Fig 11. CAD rendering of Riptide’s torpedo launcher system, with one torpedo in resting position and one in the launched position.

The initial stages of the torpedo launcher’s development began with extensive research into approaches of past successful teams. It was found that pneumatics seemed to be the most feasible option for success.

After finalizing the pursuance of a pneumatic launcher system, the next step was to determine how to pressurize the mechanism. Several methods were proposed including pressurizing the barrel external to the torpedo. Finally, the decision was made to pressurize the inside of the torpedo itself to eliminate the friction vs. effective sealing decision of the torpedo-barrel contact.

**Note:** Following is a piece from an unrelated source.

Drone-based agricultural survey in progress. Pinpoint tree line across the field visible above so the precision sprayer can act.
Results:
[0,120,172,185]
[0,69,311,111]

Most of the machining was done on a lathe including the barrels (turned and bored), the torpedo head (turned and bored), and the torpedo shaft (faced). The support structures for the barrels were water-jet by a third party.

Thrusters ¶

Ten T200 thrusters from Blue Robotics are utilized on Riptide and give it the ability to move with six degrees of freedom. The thrusters are fixed to the water-jet chassis, four horizontal, four vertical, and two sideways. The thruster wires were cut to length, soldered, and resin was injected in molds to seal the electrical connections.